Saturday, 6 November 2010

Beijing

Beijing was not what we expected. While we’d anticipated being impressed by at least the scale of China‘s capital city, with its 15.6 million strong population and vast size (roughly the size of Belgium), we had assumed it would be chaotic, sprawling, overwhelming and perhaps not particularly enjoyable. Instead we left were in awe not just of its size but of the calm that reigns supreme in Beijing, despite the vast numbers of people, with well ordered traffic (and cars that use their indicators rather than their horns), efficient public transport, clean streets with rubbish and recycling bins everywhere, English language signs (a happy legacy of the Olympics), and bike lanes along all roads that keep cyclists separated from the cars and buses. Transport for London could learn a lot from the city authorities here - particularly from the cycle lanes which are so much better than ours.



We walked and cycled for miles along wide, spotlessly clean boulevards, past huge skyscraper office blocks, fancy hotels, shopping malls and heaving flyovers. With much of the city’s architecture dominated by shiny, new, glass and steel constructions, you could be almost anywhere in the world – it certainly doesn’t feel like a Communist country, or such an ancient city. And yet the city is unmistakably Asian, and with Chinese script on every poster and billboard it’s impossible to forget where you are. And it’s clear that the cult of Mao is still alive and well with images of the former leader everywhere (even every banknote) and hour long queues on the weekday morning we visited his mummified corpse with thousands of Chinese tourists (pilgrims?).
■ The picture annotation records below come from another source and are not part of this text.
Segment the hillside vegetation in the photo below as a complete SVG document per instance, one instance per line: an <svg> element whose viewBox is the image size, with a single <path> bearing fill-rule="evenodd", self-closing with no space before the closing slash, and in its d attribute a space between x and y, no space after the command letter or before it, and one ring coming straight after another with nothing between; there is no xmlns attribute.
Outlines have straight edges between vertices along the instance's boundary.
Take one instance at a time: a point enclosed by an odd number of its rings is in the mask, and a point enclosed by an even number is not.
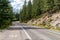
<svg viewBox="0 0 60 40"><path fill-rule="evenodd" d="M0 0L0 29L8 28L12 24L12 7L8 0Z"/></svg>

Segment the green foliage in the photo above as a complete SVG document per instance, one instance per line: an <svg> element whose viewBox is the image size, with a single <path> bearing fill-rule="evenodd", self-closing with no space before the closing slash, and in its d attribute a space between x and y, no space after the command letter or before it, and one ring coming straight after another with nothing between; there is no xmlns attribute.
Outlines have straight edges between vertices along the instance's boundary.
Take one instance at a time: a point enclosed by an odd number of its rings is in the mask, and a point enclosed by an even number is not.
<svg viewBox="0 0 60 40"><path fill-rule="evenodd" d="M60 10L60 0L29 0L28 5L25 3L20 11L20 21L28 21L33 18L37 18L42 14L48 12L51 15Z"/></svg>
<svg viewBox="0 0 60 40"><path fill-rule="evenodd" d="M7 28L12 22L12 8L8 0L0 0L0 29Z"/></svg>

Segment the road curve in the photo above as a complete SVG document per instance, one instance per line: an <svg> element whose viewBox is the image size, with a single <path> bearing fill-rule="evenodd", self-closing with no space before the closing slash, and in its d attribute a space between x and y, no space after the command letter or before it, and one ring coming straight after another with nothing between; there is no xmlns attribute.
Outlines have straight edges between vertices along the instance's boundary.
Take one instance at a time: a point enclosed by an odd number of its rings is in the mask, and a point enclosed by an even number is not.
<svg viewBox="0 0 60 40"><path fill-rule="evenodd" d="M0 32L0 40L60 40L60 32L16 21L10 28Z"/></svg>

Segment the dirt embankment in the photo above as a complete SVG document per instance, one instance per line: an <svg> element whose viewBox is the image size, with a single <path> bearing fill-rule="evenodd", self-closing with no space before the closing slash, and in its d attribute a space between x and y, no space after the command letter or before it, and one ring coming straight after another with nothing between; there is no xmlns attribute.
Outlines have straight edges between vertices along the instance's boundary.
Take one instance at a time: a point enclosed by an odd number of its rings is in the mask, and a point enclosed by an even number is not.
<svg viewBox="0 0 60 40"><path fill-rule="evenodd" d="M44 14L41 18L32 19L28 21L28 24L35 24L35 25L51 25L54 27L60 27L60 12L54 13L52 15L48 15L47 13Z"/></svg>

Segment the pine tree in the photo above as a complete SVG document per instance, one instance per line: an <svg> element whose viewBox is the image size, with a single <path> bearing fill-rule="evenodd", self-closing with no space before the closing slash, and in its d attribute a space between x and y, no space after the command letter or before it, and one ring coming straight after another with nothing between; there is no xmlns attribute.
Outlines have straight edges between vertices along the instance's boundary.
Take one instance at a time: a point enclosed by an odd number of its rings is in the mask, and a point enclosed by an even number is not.
<svg viewBox="0 0 60 40"><path fill-rule="evenodd" d="M0 28L6 28L12 21L12 9L8 0L0 0Z"/></svg>

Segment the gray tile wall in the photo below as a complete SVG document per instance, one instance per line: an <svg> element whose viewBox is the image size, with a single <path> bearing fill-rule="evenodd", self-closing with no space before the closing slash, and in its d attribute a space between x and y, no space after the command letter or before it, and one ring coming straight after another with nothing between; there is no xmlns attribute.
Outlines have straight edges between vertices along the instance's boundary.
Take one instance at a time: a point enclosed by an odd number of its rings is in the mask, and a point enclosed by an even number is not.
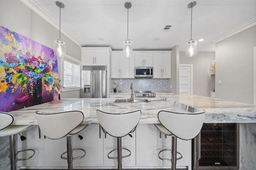
<svg viewBox="0 0 256 170"><path fill-rule="evenodd" d="M162 78L112 79L112 86L116 81L119 84L117 92L130 92L131 83L133 84L134 91L152 91L152 92L170 92L168 91L168 79ZM111 92L114 92L111 88Z"/></svg>

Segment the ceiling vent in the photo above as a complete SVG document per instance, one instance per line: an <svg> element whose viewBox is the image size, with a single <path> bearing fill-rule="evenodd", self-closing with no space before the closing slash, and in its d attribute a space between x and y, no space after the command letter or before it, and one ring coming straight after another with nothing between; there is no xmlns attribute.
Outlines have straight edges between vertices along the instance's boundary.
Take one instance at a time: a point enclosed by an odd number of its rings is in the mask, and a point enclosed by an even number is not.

And scratch below the surface only a little and dive off a main street and you quickly find evidence of China’s ancient past, getting lost in the Hutongs, the narrow alleyways of one-storey buildings introduced by Chinggis Khan in the 13th century. They crisscross the city, creating a rabbit warren effect and now house a mix of traditional houses, boutique courtyard hotels (like the lovely one we stayed in), food markets and slightly down at heel cafes and barber shops.



China’s imperial past also intermingles with the new. The magnificent Forbidden City dominates the centre of the city, enclosed behind a huge moat. It was off limits for 500 years until Puyi, the last Emperor was removed in 1924. The huge complex of halls, temples and palaces, raised on marble terraces above great courtyards and opulent gardens, is magnificent, as are their names. Our particular favourites include the Hall of Supreme Harmony, the Palace of Heavenly Purity and the Hall of Mental Cultivation. Even with the inside of the buildings closed to visitors it is easy to imagine the beauty and magnificence of court life during the imperial dynasties, and even with all the crowds to lose yourself in one of smaller courtyards and find yourself almost alone.
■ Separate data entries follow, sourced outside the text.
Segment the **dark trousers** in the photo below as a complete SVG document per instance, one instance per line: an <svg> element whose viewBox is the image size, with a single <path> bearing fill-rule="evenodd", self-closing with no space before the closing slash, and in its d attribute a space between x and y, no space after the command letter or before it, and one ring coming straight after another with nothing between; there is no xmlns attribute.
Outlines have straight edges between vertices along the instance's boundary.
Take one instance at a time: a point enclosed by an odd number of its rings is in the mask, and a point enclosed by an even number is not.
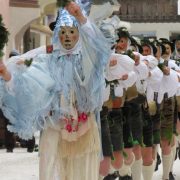
<svg viewBox="0 0 180 180"><path fill-rule="evenodd" d="M0 109L0 118L5 122L5 147L6 149L13 150L15 147L15 136L14 133L8 131L7 126L10 124L9 120L4 116L2 110Z"/></svg>

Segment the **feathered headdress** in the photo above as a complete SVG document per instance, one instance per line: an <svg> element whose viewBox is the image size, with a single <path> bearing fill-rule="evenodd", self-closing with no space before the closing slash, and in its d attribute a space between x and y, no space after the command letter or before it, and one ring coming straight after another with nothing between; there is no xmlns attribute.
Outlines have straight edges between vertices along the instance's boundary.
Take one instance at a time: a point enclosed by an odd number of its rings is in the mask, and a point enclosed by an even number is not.
<svg viewBox="0 0 180 180"><path fill-rule="evenodd" d="M2 22L2 16L0 15L0 57L4 55L3 48L5 44L8 42L8 35L9 32L4 26L4 23Z"/></svg>

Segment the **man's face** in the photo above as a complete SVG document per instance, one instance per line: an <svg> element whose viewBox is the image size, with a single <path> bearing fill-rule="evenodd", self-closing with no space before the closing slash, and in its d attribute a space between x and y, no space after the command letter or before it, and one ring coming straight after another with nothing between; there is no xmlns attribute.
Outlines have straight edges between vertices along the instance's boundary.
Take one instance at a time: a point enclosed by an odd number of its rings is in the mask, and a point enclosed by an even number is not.
<svg viewBox="0 0 180 180"><path fill-rule="evenodd" d="M176 41L176 49L177 49L178 53L180 53L180 40Z"/></svg>
<svg viewBox="0 0 180 180"><path fill-rule="evenodd" d="M143 46L143 56L151 55L151 48L149 46Z"/></svg>
<svg viewBox="0 0 180 180"><path fill-rule="evenodd" d="M127 46L128 46L128 38L126 37L120 38L120 40L116 45L116 52L117 53L125 52L127 50Z"/></svg>
<svg viewBox="0 0 180 180"><path fill-rule="evenodd" d="M170 56L171 55L171 46L169 44L164 44L166 48L166 55Z"/></svg>
<svg viewBox="0 0 180 180"><path fill-rule="evenodd" d="M79 31L76 27L63 26L59 32L59 40L63 48L72 49L79 39Z"/></svg>
<svg viewBox="0 0 180 180"><path fill-rule="evenodd" d="M161 57L161 48L160 46L157 46L156 58L159 60L160 57Z"/></svg>

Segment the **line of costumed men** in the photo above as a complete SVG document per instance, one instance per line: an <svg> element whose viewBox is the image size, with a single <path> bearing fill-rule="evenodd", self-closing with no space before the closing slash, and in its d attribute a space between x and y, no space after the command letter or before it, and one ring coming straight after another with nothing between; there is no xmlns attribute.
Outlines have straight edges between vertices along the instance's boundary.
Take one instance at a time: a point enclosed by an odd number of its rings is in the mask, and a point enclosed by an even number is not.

We spent two days travelling out of central Beijing, first to the Great Wall, and then cycling to the beautiful and serene Summer Palace on the outskirts of Beijing, and on both trips were struck by the beauty of China – something we hadn’t heard people talk about before. At the Great Wall, we walked a 5 mile section of the wall itself, as it dramatically wriggled along the mountain ridge, rising and falling steeply all the way to the horizon. We were surprised at how intricate the wall itself was, as well as being fantastically strong, and it was made – to our eyes – by its setting, with jagged, empty, tree covered mountains stretching out in all directions as far as we could see, fading to pale blue in the distance.
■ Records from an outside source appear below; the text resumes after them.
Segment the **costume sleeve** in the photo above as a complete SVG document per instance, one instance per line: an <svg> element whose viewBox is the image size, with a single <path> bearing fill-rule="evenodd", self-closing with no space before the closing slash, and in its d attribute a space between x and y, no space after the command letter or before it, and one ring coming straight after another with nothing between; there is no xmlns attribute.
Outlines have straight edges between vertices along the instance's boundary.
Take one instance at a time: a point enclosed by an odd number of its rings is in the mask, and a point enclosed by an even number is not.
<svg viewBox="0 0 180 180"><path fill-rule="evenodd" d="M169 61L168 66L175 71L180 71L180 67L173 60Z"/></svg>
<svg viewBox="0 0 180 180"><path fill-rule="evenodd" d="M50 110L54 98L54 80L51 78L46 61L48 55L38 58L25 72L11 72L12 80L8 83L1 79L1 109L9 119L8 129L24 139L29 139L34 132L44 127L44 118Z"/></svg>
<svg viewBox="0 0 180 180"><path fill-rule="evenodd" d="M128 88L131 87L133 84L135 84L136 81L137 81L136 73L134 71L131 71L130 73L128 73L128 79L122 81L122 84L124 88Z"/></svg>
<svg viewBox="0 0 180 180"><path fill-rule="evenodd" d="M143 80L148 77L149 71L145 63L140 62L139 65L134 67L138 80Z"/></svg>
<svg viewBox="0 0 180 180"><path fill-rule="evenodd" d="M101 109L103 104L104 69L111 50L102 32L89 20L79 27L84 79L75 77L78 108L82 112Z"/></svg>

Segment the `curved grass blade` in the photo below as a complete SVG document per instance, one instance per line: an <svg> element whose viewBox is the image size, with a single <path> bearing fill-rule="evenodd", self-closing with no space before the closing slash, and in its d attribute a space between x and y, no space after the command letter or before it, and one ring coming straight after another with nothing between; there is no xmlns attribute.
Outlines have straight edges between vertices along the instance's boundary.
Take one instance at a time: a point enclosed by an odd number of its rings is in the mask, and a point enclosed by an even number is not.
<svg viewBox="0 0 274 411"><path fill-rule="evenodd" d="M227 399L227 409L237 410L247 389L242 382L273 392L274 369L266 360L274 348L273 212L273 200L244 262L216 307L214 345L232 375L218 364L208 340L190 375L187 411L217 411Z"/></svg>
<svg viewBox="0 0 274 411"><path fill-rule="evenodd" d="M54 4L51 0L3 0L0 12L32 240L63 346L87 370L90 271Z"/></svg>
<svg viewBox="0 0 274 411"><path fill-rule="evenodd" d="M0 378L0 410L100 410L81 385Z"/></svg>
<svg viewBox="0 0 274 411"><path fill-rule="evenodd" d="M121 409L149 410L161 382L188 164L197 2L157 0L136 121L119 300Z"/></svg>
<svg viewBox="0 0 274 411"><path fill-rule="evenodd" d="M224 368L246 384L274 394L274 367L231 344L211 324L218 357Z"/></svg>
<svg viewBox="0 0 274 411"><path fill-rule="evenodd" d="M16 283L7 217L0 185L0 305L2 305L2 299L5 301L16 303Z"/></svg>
The Summer Palace was built as an escape for the Emperor and the court during the hot summer months in the city, and is set around a picturesque lake, surrounded by weeping willow trees, huge gardens and pavilions with a mountain backdrop. While less awe inspiring than the Great Wall, it was beautifully serene, and we spent several very happy hours just wandering around the lake.



So although Beijing feels very modern and aspirational, it wasn’t as hectic or chaotic as we’d expected – and to our mind was all the better for that. I’m sure some of our abiding memories of the city will be of strolling around the lakes in Beijing’s beautiful formal garden, watching people practising Tai Chi, taking dance lessons, or simply doing their exercises, or of seeing children and adults sitting by the side of the roads playing cards or watching the world go by. And so, much to our surprise, Beijing has been a gentle and enjoyable as well as a fascinating introduction to China.

1 comment:

  1. Hello great explorers, I am fascinated by your comments on Beijing and the beginning of your Chinese trip. My boss went there because of the Environment Congress but nobody told me so well the mixture of ancient and new -quite peaceful- world. We have just been to London -after 20 years! - and we really enjoyed it!